Five recent collections from Riemke Ensing, W H Oliver, Llewelyn Richards and Peter Jacobson ‑ four of them self-published ‑ exhibit some of these modes of interaction. Riemke Ensing’s Dear Mr Sargeson is illustrated throughout by photographs taken by Nick Duggan (with the exception of Robin Morrison’s cover portrait of Sargeson). The photographs are mostly of the Sargeson bach at Esmonde Road on the Auckland North Shore, both the interior and the exterior. It is not clear which came first, the poems or the photographs, but there is frequently an unequivocal correspondence: a shot of a grapevine accompanies a poem describing grapes (“bringing Katherine Mansfield to esmonde rd”); a shot of the porch matches “now the porch”.

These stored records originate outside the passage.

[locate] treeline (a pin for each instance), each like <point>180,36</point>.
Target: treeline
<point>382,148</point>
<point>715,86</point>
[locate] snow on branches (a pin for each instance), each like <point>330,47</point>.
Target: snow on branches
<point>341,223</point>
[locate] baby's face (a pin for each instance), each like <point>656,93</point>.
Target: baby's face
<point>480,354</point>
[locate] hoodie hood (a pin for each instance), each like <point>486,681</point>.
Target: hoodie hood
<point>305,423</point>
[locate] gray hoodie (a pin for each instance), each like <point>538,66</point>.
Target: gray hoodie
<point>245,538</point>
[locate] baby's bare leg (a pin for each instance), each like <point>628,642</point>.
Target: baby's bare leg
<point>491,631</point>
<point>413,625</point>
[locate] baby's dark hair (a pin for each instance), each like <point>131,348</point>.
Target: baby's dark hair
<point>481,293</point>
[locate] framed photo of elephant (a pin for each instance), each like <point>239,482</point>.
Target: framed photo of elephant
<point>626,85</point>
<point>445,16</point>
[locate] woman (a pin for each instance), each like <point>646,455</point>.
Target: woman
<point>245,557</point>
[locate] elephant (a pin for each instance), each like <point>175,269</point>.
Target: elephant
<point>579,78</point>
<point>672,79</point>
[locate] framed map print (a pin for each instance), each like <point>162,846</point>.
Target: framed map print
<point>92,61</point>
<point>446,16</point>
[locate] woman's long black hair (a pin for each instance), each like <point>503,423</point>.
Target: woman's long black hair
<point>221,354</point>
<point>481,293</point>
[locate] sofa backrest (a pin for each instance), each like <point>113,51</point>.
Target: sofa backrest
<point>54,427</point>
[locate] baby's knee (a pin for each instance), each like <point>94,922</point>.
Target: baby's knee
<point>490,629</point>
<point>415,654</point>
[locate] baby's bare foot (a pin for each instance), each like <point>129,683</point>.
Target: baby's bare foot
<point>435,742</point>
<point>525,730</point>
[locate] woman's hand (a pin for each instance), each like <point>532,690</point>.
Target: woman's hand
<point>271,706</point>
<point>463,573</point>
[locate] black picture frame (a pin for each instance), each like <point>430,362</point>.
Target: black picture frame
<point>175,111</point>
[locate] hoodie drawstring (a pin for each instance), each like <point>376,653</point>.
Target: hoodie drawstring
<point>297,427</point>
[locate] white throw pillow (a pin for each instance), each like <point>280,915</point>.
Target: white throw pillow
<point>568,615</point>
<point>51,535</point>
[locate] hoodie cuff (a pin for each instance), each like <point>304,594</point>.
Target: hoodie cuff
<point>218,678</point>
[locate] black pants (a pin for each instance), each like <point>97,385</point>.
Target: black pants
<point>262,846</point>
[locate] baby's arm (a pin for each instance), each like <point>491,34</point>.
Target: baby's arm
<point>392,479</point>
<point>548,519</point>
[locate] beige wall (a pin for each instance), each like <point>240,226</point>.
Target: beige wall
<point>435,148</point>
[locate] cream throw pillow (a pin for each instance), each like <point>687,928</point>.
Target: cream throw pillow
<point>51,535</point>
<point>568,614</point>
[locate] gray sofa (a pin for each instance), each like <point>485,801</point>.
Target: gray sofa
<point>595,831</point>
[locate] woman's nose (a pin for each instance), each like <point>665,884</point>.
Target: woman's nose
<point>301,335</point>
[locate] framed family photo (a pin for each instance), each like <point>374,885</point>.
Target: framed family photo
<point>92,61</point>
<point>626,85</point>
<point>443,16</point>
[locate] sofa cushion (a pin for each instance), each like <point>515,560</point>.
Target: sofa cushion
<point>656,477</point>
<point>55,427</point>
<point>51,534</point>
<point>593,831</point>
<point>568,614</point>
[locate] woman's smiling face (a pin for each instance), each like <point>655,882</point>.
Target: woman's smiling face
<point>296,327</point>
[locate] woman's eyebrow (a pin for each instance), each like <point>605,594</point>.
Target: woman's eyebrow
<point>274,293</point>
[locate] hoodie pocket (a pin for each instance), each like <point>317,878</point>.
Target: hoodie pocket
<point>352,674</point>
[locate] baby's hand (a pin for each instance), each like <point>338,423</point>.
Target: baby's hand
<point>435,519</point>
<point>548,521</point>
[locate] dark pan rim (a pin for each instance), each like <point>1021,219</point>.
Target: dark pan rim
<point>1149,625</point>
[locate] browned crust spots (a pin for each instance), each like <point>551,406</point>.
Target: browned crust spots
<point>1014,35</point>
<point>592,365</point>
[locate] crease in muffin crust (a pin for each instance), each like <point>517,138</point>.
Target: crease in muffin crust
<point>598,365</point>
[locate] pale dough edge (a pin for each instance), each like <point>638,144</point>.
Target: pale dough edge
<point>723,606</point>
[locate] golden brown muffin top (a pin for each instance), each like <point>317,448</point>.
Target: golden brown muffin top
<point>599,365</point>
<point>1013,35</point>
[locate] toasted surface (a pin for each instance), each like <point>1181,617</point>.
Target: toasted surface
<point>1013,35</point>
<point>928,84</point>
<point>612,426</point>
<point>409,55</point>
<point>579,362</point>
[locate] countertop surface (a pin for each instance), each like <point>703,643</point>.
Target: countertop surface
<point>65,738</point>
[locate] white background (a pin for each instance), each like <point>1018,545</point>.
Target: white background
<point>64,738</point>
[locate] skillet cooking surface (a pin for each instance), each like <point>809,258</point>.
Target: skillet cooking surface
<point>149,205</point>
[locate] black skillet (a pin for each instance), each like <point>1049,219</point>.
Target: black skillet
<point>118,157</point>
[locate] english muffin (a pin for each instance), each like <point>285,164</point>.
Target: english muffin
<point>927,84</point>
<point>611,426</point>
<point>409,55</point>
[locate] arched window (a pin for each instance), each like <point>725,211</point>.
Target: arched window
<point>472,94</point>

Dear Mr Sargeson follows Ensing’s 1993 collection The KM File and Other Poems with Katherine Mansfield (1993) and similarly chronicles a debate with and meditation upon an earlier New Zealand writer. Ensing claims that the poems in the new volume came to her ‑ after an initial reluctance to connect with Sargeson ‑ as a result of sitting alone in his bach one April afternoon. They describe the house, the garden, the relics of Sargeson’s life. However spontaneous the origin of these poems, there is something rather contrived about the way in which she does connect with Sargeson and his works:


as the garden you grew that summer.

You argued new directions. It was

a time for sowing. The penguins

got angry. Reckoned

they’d had more than enough.

‑ “new directions”

But Ensing does do justice to Sargeson’s reputation as a formidable gardener. The garden ‑ though not so much the celebrated peppers and tomatoes ‑ plays a major role in this collection: the grapevine, the pawpaw, the hedge and especially the loquat tree whose seeds come to symbolise the legacy of the combative and meticulous stylist who contributed so much to New Zealand fiction:

in the shade of your great loquat

small seedlings reaching

for a splash of sun.

‑ “now”

Linked with her Sargeson collection is Ensing’s Like I Have Seen the Dark Green Ladder Climbing, a cycle written in response to a painting by Eion Stevens. One poem, “Hedge”, makes an appearance, in slightly different guises, in both collections. Ladder is a particularly stylish production, using letterpress, ink of three colours and a typeface approximating to an elegant hand. Of special interest are two poems, “ZEN” and “a long way to go”, which approach concrete poetry, both representing, by different visual means, a ladder.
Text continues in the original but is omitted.